At the same time implementing dispatch in WSGI is really easy.
Creating a dispatcher in a style like Mark suggests is rather
difficult, because you have to do something like this:
class Dispatcher:
def dispatch(self, environ, start_response):
return self.sub_object(environ)(environ, start_response)
get = post = put = dispatch
And of course you have to enumerate all the possible request
methods. This is just silly, but it's become a common design
misfeature in frameworks influenced by the Java Servlet specification
(e.g., BaseHTTPServer).
The reason I think this misdesign seems reasonable is because other kinds of
dispatch are assumed to have already occurred, and are opaque to the
specification. WSGI does not make this mistaken assumption.
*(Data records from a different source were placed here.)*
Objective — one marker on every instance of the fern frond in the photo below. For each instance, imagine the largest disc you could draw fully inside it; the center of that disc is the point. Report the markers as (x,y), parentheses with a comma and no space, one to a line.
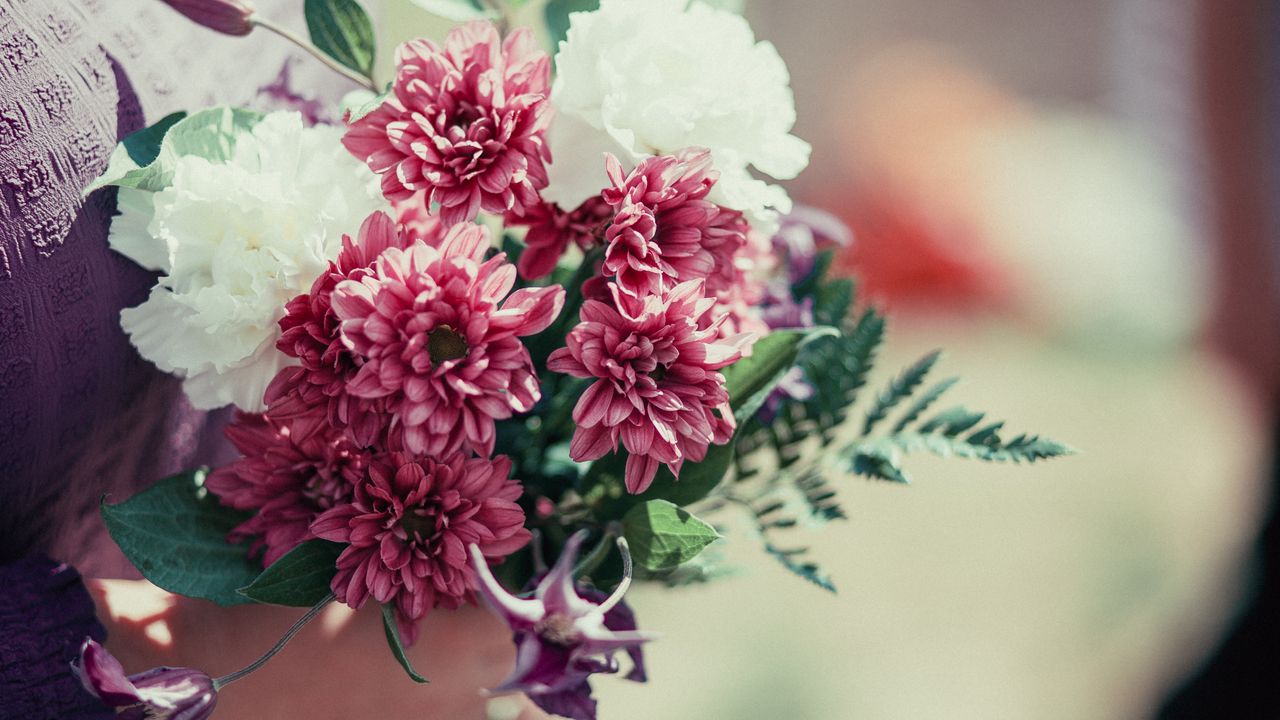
(900,388)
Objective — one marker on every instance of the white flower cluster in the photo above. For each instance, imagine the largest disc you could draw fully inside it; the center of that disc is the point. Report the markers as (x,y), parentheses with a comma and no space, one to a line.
(234,241)
(652,77)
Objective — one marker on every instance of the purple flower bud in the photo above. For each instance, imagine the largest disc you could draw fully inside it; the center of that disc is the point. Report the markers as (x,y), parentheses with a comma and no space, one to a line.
(229,17)
(562,636)
(160,693)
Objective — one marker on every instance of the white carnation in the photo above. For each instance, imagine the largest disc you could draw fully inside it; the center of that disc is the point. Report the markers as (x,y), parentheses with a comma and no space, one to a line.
(234,241)
(650,77)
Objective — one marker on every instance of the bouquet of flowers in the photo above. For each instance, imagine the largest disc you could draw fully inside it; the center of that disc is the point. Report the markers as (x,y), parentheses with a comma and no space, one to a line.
(519,329)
The primary kind of dispatch that people do is based on the request
path. I.e., if you do GET /blog/archive/2006/10, first you have
to figure out what /blog/archive/2006/10 is. Here's the general
way you do this in WSGI:
- Probably you start out by realizing that /blog is the blog
application, and you delegate the request there. WSGI separates
the path into two parts using the CGI convention that the "used"
part of the path is in SCRIPT_NAME, and the "unused" part is in
PATH_INFO. So the blog app gets SCRIPT_NAME="/blog" and
PATH_INFO="/archive/2006/10"
- How does the blog application parse its part? We assume only the
blog application knows the best way to do that. Very possibly it
does another prefixed based search on /archive, and then that
resource in turn parses /2006/10. At different stages the
results of this intermediate parsing may go into the request in
non-standard locations, e.g., environ['routes.url_vars']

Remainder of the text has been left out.